I would like to have the same results using acf() function and cor() on a very easy ts. Unfortunately I am not able to. I thought that scalling factor should be $ (n-1)/n $, but it does not look like that. It look like the proper scaling factor is $ n-l/n $ where $ l $ is a lag.

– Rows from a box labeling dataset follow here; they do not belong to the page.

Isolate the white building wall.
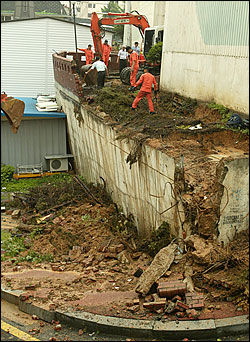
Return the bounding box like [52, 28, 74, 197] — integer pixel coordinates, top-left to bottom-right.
[1, 18, 112, 97]
[161, 1, 249, 113]
[123, 1, 166, 47]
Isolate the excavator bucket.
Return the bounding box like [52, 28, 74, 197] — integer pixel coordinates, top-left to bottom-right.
[1, 93, 25, 133]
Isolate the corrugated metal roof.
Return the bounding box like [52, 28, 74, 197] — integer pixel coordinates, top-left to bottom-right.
[1, 97, 66, 118]
[1, 16, 114, 33]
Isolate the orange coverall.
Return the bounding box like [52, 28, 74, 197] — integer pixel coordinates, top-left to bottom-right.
[129, 51, 139, 87]
[102, 44, 111, 66]
[79, 49, 94, 65]
[132, 72, 157, 112]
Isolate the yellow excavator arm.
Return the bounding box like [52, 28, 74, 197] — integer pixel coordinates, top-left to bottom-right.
[1, 92, 25, 133]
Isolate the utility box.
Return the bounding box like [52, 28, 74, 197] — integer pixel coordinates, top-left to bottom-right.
[44, 154, 74, 172]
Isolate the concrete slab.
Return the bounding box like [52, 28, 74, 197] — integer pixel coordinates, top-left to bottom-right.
[153, 319, 216, 340]
[215, 315, 249, 337]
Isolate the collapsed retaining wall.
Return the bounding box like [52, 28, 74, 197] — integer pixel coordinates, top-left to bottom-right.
[55, 82, 248, 242]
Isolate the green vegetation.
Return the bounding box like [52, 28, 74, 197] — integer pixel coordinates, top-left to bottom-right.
[1, 165, 15, 187]
[208, 102, 249, 135]
[208, 102, 233, 124]
[16, 250, 53, 263]
[1, 236, 26, 260]
[1, 229, 11, 242]
[1, 171, 72, 192]
[176, 125, 191, 129]
[140, 222, 173, 257]
[146, 42, 163, 63]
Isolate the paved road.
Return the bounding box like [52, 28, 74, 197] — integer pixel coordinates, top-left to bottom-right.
[1, 300, 249, 341]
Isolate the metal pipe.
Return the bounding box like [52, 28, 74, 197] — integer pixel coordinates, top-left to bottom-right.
[73, 4, 80, 74]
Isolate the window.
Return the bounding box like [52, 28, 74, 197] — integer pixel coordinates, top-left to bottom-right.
[23, 1, 28, 12]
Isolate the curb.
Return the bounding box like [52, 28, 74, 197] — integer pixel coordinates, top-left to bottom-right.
[1, 287, 249, 340]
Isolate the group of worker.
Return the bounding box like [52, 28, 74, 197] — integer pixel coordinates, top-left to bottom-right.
[78, 40, 157, 114]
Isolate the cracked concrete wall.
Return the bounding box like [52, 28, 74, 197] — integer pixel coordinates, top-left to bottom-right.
[55, 83, 182, 237]
[55, 82, 249, 244]
[218, 157, 249, 244]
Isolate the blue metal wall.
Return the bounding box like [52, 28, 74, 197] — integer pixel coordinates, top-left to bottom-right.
[1, 118, 67, 170]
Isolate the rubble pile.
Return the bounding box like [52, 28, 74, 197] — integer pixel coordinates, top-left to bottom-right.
[2, 178, 249, 320]
[2, 83, 249, 320]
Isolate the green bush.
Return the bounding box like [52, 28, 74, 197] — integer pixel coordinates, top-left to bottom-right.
[1, 165, 15, 186]
[140, 222, 173, 257]
[1, 171, 72, 192]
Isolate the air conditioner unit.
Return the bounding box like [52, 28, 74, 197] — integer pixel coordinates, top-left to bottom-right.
[44, 154, 73, 172]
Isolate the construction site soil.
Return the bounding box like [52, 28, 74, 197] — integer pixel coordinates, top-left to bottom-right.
[1, 81, 249, 320]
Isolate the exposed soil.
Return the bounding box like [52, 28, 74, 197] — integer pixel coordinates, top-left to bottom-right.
[2, 188, 249, 320]
[2, 81, 249, 319]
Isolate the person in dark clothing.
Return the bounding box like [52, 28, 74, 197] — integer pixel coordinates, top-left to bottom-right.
[117, 46, 128, 73]
[85, 57, 108, 89]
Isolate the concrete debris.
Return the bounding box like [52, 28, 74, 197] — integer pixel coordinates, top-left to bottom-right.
[11, 209, 21, 219]
[157, 280, 187, 298]
[135, 243, 178, 296]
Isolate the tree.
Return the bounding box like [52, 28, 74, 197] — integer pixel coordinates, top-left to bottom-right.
[102, 1, 125, 43]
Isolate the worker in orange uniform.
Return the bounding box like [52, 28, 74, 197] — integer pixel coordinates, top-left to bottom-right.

Can somebody help me and explain why it is like that?

tsExample <- c(1,2,1,2)
acf(tsExample, plot = FALSE)
cor(tsExample[1:4], tsExample[1:4])
cor(tsExample[2:4], tsExample[1:3])
cor(tsExample[3:4], tsExample[1:2])
cor(tsExample[4:4], tsExample[1:1])

cor(tsExample[1:4], tsExample[1:4])*(3/4)
cor(tsExample[2:4], tsExample[1:3])*(2/3)
cor(tsExample[3:4], tsExample[1:2])*(1/2)

cor(tsExample[1:4], tsExample[1:4])*(4/4)
cor(tsExample[2:4], tsExample[1:3])*(3/4)
cor(tsExample[3:4], tsExample[1:2])*(2/4)

Answer 1

Because the autocorrelation in R is estimated using the wikipedia definition, which is to rephrase: $$\hat{R_k}=\frac{1}{N-k}\sum_{i=1}^{N-k}X'_tX'_{t+k}$$ where $X_t'$ refers to standardized form of $X_t$. This standardization is common, i.e. assumes a common mean and common deviation, $\mu,\sigma$.

Edit: @Nick_Cox 's comment is critical. Your array has the same mean/std for sub-arrays while using the cor method, e.g. Sample mean and std of X[1:3] and X[2:4] are the same. If it wasn't, this scaling wouldn't work.